Gazze Sağlık Bakanlığı'na göre İsrail'in hava ve kara saldırıları 45.000'den fazla Filistinlinin ölümüne neden oldu. PCBS 55.000'den fazla kişinin öldüğünün tahmin edildiğini, 11.000 kişinin ise kayıp olduğunu belirtiyor. 7 Ekim 2023'ten bu yana yaklaşık 100.000 Filistinlinin Gazze'yi terk ettiğini de ekliyor.

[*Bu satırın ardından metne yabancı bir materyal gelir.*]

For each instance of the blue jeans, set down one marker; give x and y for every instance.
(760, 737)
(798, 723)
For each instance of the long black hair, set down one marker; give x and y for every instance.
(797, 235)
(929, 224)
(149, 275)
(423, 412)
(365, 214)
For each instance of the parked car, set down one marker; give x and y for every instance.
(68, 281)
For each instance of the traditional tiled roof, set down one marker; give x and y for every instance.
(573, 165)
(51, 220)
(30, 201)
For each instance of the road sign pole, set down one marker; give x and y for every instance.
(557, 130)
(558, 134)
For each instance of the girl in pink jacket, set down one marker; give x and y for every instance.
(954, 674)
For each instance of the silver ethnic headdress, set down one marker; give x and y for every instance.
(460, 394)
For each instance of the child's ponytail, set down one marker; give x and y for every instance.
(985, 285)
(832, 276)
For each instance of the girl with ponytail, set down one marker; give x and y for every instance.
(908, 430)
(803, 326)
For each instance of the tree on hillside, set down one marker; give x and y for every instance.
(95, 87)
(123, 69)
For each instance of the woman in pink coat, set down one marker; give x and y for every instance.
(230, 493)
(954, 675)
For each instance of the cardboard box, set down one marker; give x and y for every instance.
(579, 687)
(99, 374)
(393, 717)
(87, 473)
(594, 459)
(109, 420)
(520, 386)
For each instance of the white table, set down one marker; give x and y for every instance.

PCBS bu nedenle Gazze'nin nüfusunun yaklaşık 160.000 azalarak 2,1 milyona düştüğünü belirtiyor. İsrail Dışişleri Bakanlığı bu sayının uydurma olduğunu söylese de, BM İnsani İşler Koordinasyon Ofisi (OCHA) tarafından yapılan tahminle örtüşüyor. OCHA, Temmuz 2024 itibarıyla Gazze Şeridi'nde yaklaşık 2,1 milyon kişinin kaldığını tahmin ediyor.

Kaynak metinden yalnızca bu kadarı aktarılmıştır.